Overall prison numbers in the United States – ‘the home of the free’ says Mr Givens – have increased from 2.3 million in 2003 to 2.7 million this year, as other states have copied the Californian example. ‘We have the highest incarceration in the world. There are more people locked up in the USA than in the Soviet Union at the height of the Gulag system.’
Mr Givens visited New Zealand as a guest of the Howard League for Penal Reform, who opposed New Zealand’s adoption of the three strikes bill. This has introduced mandatory full term sentencing without parole for offenders facing their third conviction for scheduled crimes.
Caritas Aotearoa New Zealand co-hosted and supported the Mt Victoria meeting, having made submissions against the Sentencing and Parole Reform Bill.
Mr Givens questioned a rugby-mad country adopting not only the content but even the title of legislation derived from American baseball terminology. ‘But even in baseball, a player is going to have more than one turn in a 90-minute game – they are going to come back.’
He said the legislation results from politicians who are good ‘marketers of fear’ and have built a distrust of judges, who traditionally weigh the circumstances of each defendant when making sentencing decisions. ‘[Politicians are] saying to judges – we don’t trust you, you can’t be trusted to interpret the law, you are an insignificant part in the justice system and we are taking away judicial discretion.’
In the United States, at the same time as prison numbers were increased through three-strikes sentencing, Mr Givens said the state was simultaneously privatising prisons. ‘The most solemn of government roles is given to a company whose motivation is about profit making…We’re being driven into a profiteering system of punishment.’ New Zealand has also just passed legislation providing for privatisation of prisons.
Other impacts have included the growth of ‘tens of thousands of children left parentless’ as both mother and father are sentenced to 25-year terms.
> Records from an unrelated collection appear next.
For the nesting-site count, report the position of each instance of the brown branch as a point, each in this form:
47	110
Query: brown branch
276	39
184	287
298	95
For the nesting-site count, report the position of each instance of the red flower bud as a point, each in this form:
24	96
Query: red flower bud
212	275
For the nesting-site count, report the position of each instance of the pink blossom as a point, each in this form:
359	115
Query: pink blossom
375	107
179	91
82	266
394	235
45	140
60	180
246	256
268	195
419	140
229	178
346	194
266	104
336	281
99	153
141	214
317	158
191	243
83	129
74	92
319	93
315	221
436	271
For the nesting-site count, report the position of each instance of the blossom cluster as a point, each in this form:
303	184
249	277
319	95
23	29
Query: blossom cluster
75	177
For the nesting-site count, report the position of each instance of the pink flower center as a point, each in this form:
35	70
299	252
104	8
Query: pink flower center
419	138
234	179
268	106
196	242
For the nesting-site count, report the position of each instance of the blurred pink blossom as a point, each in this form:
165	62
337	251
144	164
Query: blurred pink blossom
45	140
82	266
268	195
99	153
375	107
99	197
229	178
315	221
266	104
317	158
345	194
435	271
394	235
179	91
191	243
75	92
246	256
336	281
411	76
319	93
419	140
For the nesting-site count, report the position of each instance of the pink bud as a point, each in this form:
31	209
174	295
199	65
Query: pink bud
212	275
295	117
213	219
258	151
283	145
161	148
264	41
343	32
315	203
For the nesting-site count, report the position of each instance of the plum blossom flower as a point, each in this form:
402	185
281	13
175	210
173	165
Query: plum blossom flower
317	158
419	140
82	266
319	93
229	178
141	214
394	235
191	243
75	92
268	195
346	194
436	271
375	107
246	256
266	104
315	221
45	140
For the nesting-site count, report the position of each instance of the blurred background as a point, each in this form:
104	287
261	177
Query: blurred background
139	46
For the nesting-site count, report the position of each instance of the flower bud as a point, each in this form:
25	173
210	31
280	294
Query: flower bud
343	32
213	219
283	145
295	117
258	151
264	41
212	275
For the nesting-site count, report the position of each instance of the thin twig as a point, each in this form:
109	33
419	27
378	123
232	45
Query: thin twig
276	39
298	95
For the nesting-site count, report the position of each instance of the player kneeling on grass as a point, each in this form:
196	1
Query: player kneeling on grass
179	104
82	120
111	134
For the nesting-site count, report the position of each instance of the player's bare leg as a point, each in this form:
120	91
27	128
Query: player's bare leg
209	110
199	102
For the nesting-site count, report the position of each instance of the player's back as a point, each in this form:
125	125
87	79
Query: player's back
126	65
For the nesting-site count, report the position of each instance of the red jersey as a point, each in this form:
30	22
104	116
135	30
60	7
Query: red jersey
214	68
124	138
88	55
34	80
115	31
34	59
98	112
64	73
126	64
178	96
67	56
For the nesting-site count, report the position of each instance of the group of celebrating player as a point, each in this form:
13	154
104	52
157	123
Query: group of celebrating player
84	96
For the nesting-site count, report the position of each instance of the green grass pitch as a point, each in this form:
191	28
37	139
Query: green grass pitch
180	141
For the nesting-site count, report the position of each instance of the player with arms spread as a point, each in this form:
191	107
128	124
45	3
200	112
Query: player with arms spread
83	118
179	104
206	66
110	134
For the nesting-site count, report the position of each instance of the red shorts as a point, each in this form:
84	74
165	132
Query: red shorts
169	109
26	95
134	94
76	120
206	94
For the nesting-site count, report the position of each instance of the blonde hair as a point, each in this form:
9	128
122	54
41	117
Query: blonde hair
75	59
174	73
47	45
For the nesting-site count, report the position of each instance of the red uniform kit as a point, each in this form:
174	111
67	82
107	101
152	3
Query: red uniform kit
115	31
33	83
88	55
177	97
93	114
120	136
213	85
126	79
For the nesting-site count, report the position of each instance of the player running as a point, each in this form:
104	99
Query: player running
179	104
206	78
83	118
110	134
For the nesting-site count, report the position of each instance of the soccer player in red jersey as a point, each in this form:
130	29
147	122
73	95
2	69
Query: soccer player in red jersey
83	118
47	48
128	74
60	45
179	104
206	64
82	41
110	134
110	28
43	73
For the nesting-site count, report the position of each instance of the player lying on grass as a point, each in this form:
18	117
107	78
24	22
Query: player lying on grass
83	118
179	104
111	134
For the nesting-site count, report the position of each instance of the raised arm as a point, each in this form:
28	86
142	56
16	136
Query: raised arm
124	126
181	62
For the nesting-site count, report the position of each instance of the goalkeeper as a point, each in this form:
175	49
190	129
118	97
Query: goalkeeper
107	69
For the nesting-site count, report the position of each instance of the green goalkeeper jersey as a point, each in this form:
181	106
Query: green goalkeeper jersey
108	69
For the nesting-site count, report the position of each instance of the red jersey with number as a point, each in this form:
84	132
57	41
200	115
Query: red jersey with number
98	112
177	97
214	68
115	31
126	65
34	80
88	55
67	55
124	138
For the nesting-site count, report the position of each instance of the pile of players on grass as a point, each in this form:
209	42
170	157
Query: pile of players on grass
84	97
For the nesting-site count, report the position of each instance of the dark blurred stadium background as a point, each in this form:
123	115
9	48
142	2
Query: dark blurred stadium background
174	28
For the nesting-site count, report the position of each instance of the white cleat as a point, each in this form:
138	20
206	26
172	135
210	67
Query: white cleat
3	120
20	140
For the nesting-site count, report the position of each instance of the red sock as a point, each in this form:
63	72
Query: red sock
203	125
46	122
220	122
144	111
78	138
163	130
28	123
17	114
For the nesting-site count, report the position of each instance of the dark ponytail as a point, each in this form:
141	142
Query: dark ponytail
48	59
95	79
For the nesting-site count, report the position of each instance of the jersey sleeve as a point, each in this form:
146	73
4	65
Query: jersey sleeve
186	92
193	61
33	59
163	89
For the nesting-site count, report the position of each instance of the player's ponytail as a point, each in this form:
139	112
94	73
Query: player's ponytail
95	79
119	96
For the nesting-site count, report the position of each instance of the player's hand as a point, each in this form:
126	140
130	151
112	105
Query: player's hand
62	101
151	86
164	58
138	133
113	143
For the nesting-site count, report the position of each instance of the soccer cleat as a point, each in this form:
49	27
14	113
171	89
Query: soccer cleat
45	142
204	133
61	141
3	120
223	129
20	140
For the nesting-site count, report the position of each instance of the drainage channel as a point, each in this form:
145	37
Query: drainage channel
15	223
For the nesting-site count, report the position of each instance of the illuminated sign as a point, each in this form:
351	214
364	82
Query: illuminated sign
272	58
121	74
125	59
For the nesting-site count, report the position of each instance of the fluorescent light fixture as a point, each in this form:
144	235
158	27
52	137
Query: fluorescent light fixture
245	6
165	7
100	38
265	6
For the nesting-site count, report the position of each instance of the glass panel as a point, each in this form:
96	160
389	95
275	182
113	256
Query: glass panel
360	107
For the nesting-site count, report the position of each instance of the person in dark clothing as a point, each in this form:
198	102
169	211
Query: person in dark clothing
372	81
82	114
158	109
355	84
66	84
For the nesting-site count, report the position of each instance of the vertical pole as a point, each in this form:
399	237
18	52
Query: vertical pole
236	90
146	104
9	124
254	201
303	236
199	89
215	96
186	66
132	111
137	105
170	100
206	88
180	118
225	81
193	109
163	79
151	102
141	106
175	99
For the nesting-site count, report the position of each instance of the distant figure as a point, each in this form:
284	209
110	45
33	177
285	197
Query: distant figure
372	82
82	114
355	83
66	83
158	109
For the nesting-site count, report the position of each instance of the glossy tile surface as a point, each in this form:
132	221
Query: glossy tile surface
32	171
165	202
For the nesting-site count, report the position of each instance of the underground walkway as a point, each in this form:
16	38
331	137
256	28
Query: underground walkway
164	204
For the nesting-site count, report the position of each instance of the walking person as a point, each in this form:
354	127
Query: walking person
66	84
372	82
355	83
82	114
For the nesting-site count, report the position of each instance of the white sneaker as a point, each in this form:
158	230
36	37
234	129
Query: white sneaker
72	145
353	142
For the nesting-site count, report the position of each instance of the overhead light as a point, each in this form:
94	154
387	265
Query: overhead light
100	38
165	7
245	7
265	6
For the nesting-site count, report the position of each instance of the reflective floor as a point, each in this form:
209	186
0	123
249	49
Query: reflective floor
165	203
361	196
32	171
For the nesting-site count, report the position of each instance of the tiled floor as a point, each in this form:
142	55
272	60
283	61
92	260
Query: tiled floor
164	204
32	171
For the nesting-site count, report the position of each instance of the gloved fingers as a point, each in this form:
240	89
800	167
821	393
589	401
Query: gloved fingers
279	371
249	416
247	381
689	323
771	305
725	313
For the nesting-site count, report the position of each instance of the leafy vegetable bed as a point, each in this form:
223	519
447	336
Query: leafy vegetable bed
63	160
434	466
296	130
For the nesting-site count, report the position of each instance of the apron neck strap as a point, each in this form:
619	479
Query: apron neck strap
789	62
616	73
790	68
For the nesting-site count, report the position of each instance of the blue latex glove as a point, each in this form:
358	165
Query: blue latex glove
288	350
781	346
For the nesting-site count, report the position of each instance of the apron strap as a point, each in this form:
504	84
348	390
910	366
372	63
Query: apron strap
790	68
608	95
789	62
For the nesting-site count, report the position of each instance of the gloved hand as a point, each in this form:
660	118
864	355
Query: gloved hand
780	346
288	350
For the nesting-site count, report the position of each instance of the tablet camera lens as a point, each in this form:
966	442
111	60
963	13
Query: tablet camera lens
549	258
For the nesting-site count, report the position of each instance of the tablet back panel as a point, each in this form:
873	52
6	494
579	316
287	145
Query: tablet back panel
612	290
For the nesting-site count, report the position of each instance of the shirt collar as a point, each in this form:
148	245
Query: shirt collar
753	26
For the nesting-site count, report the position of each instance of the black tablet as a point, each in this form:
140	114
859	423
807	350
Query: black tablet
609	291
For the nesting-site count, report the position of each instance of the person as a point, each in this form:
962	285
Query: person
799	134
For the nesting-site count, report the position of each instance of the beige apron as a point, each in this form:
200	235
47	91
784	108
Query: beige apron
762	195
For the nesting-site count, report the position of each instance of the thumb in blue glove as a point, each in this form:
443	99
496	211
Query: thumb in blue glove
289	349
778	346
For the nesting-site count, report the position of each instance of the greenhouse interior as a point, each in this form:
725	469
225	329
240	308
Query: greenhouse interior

The prison population is aging as people remain behind bars for longer: ‘We have the world’s largest and most expensive old folks’ homes’. Violence is increasing in prisons, as prisoners have no motivation or reward for good behaviour, with over 40 riots taking place in Californian prisons each year. The state of California now spends over 17 percent of its annual budget on prisoners, compared to 0.8 percent on primary and secondary school education.
And despite all this, Mr Givens says there has not been any decrease in any class of crime or criminal. However, since he arrived in New Zealand, he has heard one statement by the proponent of New Zealand’s three-strikes bill, ACT MP David Garrett, with which he strongly agrees. ‘David Garrett said that if New Zealand enacts three-strikes legislation, there is no reason why we won’t expect the same outcomes as California.
‘It’s not something I would recommend you allow happen. You’ve got to speak up, you’ve got to share this information with people,’ Mr Givens urged the audience. ‘Don’t become an embarrassment to the rest of the world by doing something so stupid, so shortsighted. Don’t let yourself be lied to, don’t let the David Garretts of the world decide what’s best for you.’
Several Opposition MPs quoted from Mr Givens’ address, including Green MP David Clendon who attended the Mt Victoria meeting. Despite this, the Bill was passed 63-58, with the support of both National and ACT parties.